The Question
Eternal
Heathen said:It was a sarcastic comment, I am in no way special or exceptional, I just do beleive that marijuana has impaired my judgement, and caused my apathy to grow to immense proportions. I should be in class right now, or at least writing some of those week old papers I haven't started, but I just don't care, and I do beleive that smoking did help to make me this way.
Jack disagreed with this, so I jokingly stated that I must be special because smoking has affected my life negatively, and even though I acknowledge this I don't plan to stop.
That's the most common adverse effect of chronic smoking I've seen -- loss of motivation, couples with serious short-term and occasionally long-term memory impairment.
And of course there's a percentage of people who aren't going to suffer those effects, just like there are octagenarians who've been smoking cigarettes since they were 10 years old (or what have you) and have never had so much as a faint wheeze.
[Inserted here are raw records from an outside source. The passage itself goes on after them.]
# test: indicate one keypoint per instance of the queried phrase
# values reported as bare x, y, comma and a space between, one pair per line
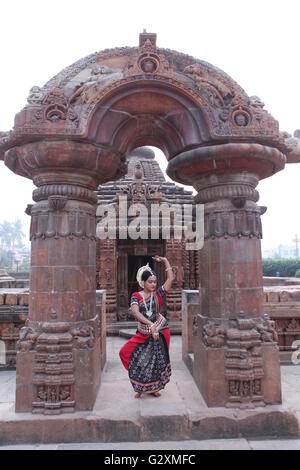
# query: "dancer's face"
150, 284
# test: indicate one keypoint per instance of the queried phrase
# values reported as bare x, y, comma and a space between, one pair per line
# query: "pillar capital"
66, 162
192, 166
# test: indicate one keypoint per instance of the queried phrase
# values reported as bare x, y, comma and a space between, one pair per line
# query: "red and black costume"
146, 360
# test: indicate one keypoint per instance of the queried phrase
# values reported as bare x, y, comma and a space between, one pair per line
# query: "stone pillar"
59, 362
236, 360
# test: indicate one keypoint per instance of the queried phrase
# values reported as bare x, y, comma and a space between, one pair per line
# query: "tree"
6, 233
11, 233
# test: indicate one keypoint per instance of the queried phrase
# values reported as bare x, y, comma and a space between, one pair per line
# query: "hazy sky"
257, 43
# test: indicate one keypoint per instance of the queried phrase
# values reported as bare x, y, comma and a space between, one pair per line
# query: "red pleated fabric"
137, 339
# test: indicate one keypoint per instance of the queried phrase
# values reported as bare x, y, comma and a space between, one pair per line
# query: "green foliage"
6, 259
286, 267
11, 234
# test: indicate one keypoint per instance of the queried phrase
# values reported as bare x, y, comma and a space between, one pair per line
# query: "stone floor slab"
179, 414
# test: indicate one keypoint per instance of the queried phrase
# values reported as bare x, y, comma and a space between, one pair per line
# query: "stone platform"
179, 414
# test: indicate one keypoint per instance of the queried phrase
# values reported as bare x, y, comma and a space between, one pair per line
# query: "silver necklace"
148, 311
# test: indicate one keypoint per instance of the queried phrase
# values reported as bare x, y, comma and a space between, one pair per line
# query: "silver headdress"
140, 273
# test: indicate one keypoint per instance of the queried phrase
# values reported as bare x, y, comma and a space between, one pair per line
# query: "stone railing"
281, 304
13, 315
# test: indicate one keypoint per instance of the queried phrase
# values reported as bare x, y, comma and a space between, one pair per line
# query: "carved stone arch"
152, 112
72, 136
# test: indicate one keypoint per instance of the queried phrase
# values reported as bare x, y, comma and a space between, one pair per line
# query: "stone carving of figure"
27, 338
267, 331
292, 145
35, 96
100, 77
256, 102
213, 335
4, 137
84, 337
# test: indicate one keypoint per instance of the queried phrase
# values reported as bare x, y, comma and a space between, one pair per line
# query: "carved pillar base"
236, 362
62, 371
59, 358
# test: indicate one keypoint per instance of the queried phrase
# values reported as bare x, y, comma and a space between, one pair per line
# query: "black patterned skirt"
149, 367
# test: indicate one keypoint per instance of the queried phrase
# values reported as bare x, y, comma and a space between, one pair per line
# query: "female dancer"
146, 355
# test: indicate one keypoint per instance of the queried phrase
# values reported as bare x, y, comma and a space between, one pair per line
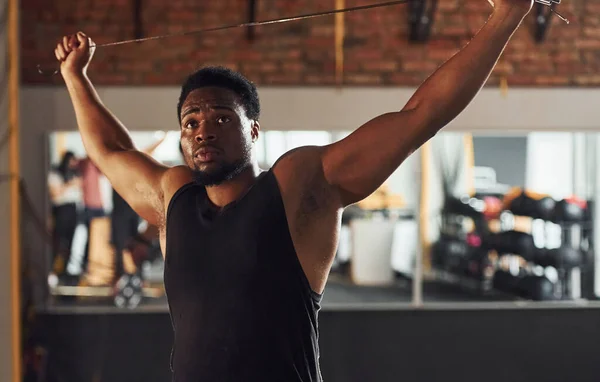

But just because people sometimes beat the odds, that doesn't throw the odds out the window. The fact is that marijuana alters your cognitive functions, and anything that alters your cognitive functions as drastically as marijuana does is probably not good for you in large doses over an extended period of time.
For example, according to this abstract published by the Lund University Hospital Division of Medical Neurochemistry, long-term cannabis use can result in reduced hemispheric blood flow and functionality in the frontal lobes of the brain.